Divisão Enquanto russos e arménios celebram, os tártaros receiam uma Crimeia pró-Moscovo
A grande angústia dos tártaros
Maioritariamente russa, a Crimeia é um mosaico de nacionalidades. As reações das diferentes comunidades aos recentes acontecimentos cobrem um vasto espectro de sentimentos, que vão da euforia dos russos e da alegria dos arménios ate à apreensão de alguns ucranianos, que já pensam em partir para a "Ucrânia continental”. O caso extremo é o do medo dos tártaros (12% da população da Crimeia).
Perante a perspetiva de voltar para os braços da Rússia, à boca dos tártaros uma palavra assoma imediatamente: deportação. Acusados de colaboracionismo com os ocupantes nazis, no final da Segunda Guerra Mundial os tártaros da Crimeia foram deportados em massa para a Ásia Central por Estaline.

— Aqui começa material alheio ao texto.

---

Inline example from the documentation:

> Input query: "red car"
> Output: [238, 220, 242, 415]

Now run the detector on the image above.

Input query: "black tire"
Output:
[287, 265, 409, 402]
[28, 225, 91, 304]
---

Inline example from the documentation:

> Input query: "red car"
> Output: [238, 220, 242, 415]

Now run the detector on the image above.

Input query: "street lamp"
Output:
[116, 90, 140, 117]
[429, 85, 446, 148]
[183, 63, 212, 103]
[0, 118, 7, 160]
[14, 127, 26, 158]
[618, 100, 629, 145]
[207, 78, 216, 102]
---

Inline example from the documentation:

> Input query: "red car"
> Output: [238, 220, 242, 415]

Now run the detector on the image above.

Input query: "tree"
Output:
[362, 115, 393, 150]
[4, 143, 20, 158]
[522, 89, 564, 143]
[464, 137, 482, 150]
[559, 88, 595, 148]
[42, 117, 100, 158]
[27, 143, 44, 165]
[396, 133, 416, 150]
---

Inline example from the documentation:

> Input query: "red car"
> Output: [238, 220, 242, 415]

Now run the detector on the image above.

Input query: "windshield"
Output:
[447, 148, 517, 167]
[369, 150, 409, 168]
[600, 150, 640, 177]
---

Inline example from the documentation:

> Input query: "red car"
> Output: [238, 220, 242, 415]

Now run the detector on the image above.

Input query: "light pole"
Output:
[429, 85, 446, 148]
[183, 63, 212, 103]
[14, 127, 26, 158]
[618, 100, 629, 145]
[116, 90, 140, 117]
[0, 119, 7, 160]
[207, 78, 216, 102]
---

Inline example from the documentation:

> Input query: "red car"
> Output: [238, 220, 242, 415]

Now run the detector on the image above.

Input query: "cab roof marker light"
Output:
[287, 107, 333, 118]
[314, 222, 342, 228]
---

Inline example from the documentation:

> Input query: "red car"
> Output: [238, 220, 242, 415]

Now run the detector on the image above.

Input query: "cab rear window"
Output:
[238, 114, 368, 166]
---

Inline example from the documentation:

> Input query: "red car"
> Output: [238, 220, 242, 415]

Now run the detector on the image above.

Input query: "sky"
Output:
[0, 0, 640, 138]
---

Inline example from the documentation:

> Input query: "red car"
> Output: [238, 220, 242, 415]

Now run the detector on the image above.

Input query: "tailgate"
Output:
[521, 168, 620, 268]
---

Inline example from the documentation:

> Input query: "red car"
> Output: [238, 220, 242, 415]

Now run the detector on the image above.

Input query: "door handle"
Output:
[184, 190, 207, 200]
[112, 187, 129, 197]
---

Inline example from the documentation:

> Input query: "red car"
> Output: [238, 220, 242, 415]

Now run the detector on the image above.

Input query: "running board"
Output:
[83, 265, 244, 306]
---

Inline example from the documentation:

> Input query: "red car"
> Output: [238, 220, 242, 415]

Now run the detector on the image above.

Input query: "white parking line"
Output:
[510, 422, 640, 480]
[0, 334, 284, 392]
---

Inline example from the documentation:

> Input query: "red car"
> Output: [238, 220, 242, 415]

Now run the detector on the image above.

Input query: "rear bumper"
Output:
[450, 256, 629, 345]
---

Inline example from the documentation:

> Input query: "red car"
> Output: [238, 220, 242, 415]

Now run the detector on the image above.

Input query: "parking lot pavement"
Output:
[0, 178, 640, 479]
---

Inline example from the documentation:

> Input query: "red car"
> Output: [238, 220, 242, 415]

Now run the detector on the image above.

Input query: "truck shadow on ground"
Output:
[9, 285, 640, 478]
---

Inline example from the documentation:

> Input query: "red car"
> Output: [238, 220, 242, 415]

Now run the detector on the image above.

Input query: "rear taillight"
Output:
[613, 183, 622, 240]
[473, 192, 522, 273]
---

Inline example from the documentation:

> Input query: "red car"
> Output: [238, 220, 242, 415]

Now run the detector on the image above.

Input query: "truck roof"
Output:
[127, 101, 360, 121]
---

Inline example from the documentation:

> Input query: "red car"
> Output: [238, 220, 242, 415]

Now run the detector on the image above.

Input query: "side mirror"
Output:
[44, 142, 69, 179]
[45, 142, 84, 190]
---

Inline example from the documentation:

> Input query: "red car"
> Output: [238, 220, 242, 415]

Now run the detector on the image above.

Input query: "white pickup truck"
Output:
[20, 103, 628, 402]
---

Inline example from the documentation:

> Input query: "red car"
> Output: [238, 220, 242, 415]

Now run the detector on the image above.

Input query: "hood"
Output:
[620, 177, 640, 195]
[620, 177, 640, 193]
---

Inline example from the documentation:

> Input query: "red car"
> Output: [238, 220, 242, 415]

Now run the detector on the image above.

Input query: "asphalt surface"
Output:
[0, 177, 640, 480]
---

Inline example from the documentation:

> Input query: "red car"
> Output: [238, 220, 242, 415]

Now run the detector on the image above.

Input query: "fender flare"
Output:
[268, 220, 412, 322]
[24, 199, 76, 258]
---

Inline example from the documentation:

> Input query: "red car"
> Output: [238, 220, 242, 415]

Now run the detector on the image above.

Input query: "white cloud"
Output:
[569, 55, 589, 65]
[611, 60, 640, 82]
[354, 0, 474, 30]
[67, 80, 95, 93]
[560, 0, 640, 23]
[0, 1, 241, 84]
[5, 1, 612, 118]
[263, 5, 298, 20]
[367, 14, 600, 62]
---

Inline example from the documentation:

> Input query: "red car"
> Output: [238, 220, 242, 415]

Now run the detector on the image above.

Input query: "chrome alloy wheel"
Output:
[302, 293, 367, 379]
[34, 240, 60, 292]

Esta foi a única comunidade étnica a manifestar-se pela manutenção da integridade territorial da Crimeia, muito embora se saiba que a boicotar em massa o referendo de 16 de Março.
“Não queremos viver com os russos, com eles não sobreviveremos, porque isso já aconteceu aos nossos antepassados, sabemos muito bem como é que isto tudo acaba”, diz um jovem que apenas quer ser identificado como Arseni. Vestido de negro, este jovem alto e esguio afasta-se silenciosamente do cemitério muçulmano de Abdai, onde acaba de ser sepultado Reshat Ametov.
Raptada no final de uma manifestação pró-Ucrânia no dia 3 de Março, o seu corpo foi descoberto no início da semana com marcas de tortura.
“Vamos esperar que os nossos anciãos nos digam o que fazer, esperemos que seja possível resolver tudo pacificamente, mas estamos preparados para o que for preciso", diz Tajev, um jovem de barba arruivada. Se lutar para se defender é uma possibilidade admitida por muitos, sobretudo entre os mais jovens, voltar a partir da terra que consideram sua está fora de questão: “Partir?! Nem pensar! Sobretudo depois do tempo que tivemos de esperar para podermos regressar à nossa terra!”, exalta-se Tajev.
O peso da História
É sobretudo a memória histórica e o peso do passado que formatam as opiniões do presente, muitas vezes em sentidos diametralmente opostos. “Ao longo da história a Rússia sempre defendeu os arménios, como podemos esquecer o que esse país fez por nós?”, diz Karlen Ovakimian, taxista de 54 anos, cuja família trocou «a Arménia pela Crimeia no inicio do século XX. No referendo votou pela adesão à Rússia e acredita que as leis deste país garantem os direitos das minorias. Em qualquer caso isso parece-lhe irrelevante: “Os arménios sempre estiveram e estarão com a Rússia”.
“As pessoas estão em pânico, estou constantemente a receber telefonemas de gente que diz que prefere fugir", diz Vastl Ovcharuk, ucraniano, um dos poucos ativistas do movimento que se criou na Crimeia para apoiar os protestos da Praça da Independência, em Kiev.
Vasii denuncia a falsidade dos resultados do referendo em que, segundo os dados oficiais, apenas 31.997 eleitores (2,51%) votaram pela manutenção da Crimeia na Ucrânia. Mas não consegue esconder a revolta perante o elevado número de ucranianos que terão votado a favor da integração na Rússia: “São traidores, gente que veio da Rússia e que não compreende este pais”.